Parlementaire vraag nr. 1387 van de heer Peter Dedecker van 23.12.2016

Kamer, Vragen en Antwoorden, 2017-2018, QRVA 54/156 d.d. 17.05.2018, blz. 320

120 % fiscale aftrek voor fietsinvesteringen

VRAAG (van de heer Dedecker)

De kosten die een onderneming maakt om een fietsenstalling, kleedruimte of sanitair te installeren, zijn voor 120 % aftrekbaar (artikel 64ter, 3° WIB92).
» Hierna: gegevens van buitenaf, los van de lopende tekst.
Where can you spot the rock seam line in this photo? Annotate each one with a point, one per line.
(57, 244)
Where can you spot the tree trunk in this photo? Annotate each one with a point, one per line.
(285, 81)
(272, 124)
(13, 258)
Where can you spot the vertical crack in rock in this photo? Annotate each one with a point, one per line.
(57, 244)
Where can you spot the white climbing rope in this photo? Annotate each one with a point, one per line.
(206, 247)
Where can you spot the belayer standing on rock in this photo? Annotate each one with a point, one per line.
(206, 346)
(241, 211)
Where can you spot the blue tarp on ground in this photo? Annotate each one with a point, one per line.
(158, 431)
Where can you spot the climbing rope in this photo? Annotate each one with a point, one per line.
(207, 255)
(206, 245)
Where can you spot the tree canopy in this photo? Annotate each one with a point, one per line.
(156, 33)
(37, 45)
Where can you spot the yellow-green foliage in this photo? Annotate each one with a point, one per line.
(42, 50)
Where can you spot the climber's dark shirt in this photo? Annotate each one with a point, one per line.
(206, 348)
Het moet gaan om een investering die wordt geïnstalleerd om de werknemers aan te moedigen met de fiets naar het werk te komen.

1. Hoeveel zelfstandigen en ondernemingen maken gebruik van deze maatregel?

2. Wat is de budgettaire kostprijs van deze maatregel in de laatste vijf jaar?

3. Aangezien sensu strictu enkel fietsstallingen voor het personeel in aanmerking komen, hoe wordt er gecontroleerd dat ook geen klanten, bestuursleden of derden gebruik maken van een fietsenstalling waarvoor de aftrek van 120 % wordt toegepast?

4. Zou het vanuit praktisch oogpunt en in kader van een duurzame mobiliteit niet eenvoudiger en meer aangewezen zijn om de 120 % aftrekbaarheid voor fietsenstallingen algemeen te stellen ongeacht de hoedanigheid van de gebruiker?

ANTWOORD (van de Minister van Financiën)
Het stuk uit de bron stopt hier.